The ruling bureaucracy in the USSR patronized an intelligentsia that hated the Soviet state, writes philosopher and political scientist Sergey Kurginyan in his article Kurginyan: How the Russian Intelligentsia Betrayed the USSR and the Workers published in issue 492 of the Essence of Time newspaper.
Sergey Kurginyan told about an contemptuous attitude of the bureaucrats to the workers, which could be observed as early as in 1960s. In one instance, that could be a phrase like “Our hegemon is drunk again” said over one’s shoulder. In another instance, it could be a sardonical song by songwriter Aleksandr Galich who hated the Soviet “hegemon,” i.e. the proletariat.

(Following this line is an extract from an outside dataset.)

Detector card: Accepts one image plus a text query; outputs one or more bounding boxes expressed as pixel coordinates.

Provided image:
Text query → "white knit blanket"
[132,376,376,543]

By the beginning of the perestroika, an intelligentsia had formed that hated the society it was part of, the political scientist writes.
“This kind of intelligentsia was raised by a stratum that could be called, in the rough approximation, the ruling establishment bureaucracy. The most active part in such raising certainly belonged to the security services’ establishment bureaucracy,” the political scientist explains.
Contemptuous attitude of the Soviet intelligentsia was combined with extreme apathy among the working class, which by early 1980s had lost actual hegemony, Kurginyan notes. He reminded that back in the 1920s a discussion took place in the Bolshevist party regarding the future of the party in the event it detaches from the proletariat. In this event, the Bolsheviks believed, the party would betray the interests of the workers. This is exactly what happened.
“Then, this was called a Thermidorian degeneration, the nurturing of certain grave-digger inside the socialist society. How this grave-digger did its job we saw in practice in the relatively recent past,” Kurginyan concluded.